韓国国防部が定例ブリーフィングでこの事件について報じたのは2018年12月24日です。この時、報道官がこう述べています。
<답변> 저희가 금요일 저녁에 입장문자를 드린바 있습니다만, 거듭 밝힌 바와 같이 우리 군은 인도주의적 구조를 위해서 정상적인 작전활동을 한 것이며, 일본 측이 위협을 느낄 만한 어떠한 조치도 없었음을 다시 한번 강조하는 바입니다. 일본 측이 오해하고 있는 부분이 있다면 통상적인 절차대로 양국 당사 간에 소통과 협의를 통해서 해소하면 될 것입니다. 이를 위해서 오늘 개최되는 외교부 국장급회의를 포함해서 국방 외교당국 간에 긴밀히 협의를 해 나가겠습니다.
http://ebrief.korea.kr/briefing/briefingDetailPopup.do?brpId=51308&gubun=G
(機械翻訳:<返事>私どもが金曜日夕方に立場文字を差し上げたことがありますが、繰り返し明らかにした通りわが軍は人道主義的構造のために正常な作戦活動をしたことであり、日本側が威嚇を感じるほどのいかなる措置もなかったことをもう一度強調するところです。 日本側が誤解している部分があるならば通常の手続きのとおり両国当社間に疎通と協議を通じて解消すれば良いでしょう。 これのために今日開催される外交部局長級会議を含んで国防外交当局間に緊密に協議をしていきます。 )
機械翻訳で「文字」なっている문자は携帯電話でのSMS(ショートメッセージ)のことです。

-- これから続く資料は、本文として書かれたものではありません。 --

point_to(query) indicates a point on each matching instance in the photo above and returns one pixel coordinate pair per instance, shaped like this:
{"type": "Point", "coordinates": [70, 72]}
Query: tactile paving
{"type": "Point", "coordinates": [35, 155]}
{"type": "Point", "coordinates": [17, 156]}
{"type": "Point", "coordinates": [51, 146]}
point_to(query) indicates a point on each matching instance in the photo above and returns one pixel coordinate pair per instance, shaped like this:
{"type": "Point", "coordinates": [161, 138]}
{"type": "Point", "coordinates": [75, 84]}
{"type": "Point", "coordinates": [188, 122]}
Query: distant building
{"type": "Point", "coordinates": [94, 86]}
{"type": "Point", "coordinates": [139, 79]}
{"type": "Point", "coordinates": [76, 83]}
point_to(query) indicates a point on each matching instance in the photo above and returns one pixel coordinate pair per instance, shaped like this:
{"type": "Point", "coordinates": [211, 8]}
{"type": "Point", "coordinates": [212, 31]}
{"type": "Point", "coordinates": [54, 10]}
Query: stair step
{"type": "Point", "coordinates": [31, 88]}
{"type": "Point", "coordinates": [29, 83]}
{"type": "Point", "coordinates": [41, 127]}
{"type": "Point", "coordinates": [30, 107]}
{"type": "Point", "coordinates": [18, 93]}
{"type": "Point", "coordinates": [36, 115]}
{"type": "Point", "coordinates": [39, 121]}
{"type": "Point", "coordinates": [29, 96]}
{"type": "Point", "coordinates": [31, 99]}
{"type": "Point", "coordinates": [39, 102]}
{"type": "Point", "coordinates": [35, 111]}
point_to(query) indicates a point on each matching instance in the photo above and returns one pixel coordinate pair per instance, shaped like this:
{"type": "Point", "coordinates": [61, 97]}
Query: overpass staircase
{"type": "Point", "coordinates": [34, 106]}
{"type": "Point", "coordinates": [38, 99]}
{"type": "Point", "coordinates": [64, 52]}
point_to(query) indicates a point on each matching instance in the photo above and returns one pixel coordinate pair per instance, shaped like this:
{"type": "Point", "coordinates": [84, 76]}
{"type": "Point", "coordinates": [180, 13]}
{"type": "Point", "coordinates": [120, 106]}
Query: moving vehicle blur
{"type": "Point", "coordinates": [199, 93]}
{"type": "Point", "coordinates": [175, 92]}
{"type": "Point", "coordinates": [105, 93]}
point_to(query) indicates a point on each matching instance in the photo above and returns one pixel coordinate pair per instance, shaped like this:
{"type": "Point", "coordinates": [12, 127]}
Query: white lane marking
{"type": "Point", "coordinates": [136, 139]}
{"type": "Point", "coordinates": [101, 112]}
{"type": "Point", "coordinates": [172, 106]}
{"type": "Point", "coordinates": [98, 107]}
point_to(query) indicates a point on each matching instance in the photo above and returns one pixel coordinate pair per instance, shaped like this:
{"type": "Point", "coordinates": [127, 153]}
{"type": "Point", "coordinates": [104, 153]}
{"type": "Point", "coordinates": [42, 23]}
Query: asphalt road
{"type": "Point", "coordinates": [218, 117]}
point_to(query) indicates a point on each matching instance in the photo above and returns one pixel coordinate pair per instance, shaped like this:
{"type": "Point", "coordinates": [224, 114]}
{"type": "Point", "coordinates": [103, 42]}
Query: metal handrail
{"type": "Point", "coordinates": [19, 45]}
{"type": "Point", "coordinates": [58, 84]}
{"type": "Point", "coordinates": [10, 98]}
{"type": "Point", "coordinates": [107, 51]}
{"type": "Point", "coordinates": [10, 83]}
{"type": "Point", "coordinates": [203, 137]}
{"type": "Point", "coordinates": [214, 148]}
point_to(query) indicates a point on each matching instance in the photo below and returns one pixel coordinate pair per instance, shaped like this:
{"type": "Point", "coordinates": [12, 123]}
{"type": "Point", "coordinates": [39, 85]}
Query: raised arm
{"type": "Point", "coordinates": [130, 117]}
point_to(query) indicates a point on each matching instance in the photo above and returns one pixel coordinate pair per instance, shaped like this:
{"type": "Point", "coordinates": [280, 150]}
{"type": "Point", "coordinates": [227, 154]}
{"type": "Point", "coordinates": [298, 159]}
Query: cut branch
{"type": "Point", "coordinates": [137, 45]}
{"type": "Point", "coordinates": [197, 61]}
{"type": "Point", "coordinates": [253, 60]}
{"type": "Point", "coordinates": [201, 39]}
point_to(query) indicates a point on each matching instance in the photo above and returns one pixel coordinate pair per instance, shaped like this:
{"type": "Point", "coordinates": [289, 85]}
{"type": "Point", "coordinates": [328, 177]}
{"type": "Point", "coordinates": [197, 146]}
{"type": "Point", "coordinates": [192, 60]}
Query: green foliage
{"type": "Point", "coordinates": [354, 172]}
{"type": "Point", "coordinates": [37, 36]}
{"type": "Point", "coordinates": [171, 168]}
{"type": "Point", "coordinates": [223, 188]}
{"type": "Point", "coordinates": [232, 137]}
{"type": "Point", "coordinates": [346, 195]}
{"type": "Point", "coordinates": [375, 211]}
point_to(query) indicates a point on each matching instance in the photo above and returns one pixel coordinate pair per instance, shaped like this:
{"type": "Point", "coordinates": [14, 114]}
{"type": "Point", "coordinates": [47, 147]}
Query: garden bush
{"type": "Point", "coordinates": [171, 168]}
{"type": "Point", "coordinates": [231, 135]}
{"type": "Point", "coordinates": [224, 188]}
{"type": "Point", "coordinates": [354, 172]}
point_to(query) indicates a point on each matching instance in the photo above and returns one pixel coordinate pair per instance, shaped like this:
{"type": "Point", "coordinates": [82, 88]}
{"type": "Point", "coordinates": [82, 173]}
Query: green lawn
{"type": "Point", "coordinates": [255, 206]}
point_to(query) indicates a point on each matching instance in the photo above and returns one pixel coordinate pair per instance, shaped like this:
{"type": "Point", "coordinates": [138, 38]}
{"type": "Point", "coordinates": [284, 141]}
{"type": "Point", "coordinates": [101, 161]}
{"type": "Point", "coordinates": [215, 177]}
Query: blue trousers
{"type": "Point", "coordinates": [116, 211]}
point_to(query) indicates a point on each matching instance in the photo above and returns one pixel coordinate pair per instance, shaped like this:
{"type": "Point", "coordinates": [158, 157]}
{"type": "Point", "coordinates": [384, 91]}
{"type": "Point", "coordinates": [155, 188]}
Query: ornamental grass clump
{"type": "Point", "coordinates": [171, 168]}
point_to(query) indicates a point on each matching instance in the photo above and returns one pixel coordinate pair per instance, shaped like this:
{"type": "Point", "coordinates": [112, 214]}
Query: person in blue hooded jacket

つまり金曜日(2018年12月21日)の夕方に報道関係者に対してこの事件に関する立場をSMSで送信したと言っているわけで、このSMSの内容が韓国国防部による最初の公式発表と思われます。
そのSMSの内容ですが、東亜日報が2018年12月21日夜に報じたのは以下の内容です。
국방부는 21일 일본 방위성 발표와 관련한 입장문을 통해 “작전활동간 레이더를 운용했으나 일본 해상초계기를 추적할 목적으로 운용한 사실은 없다”고 말했다.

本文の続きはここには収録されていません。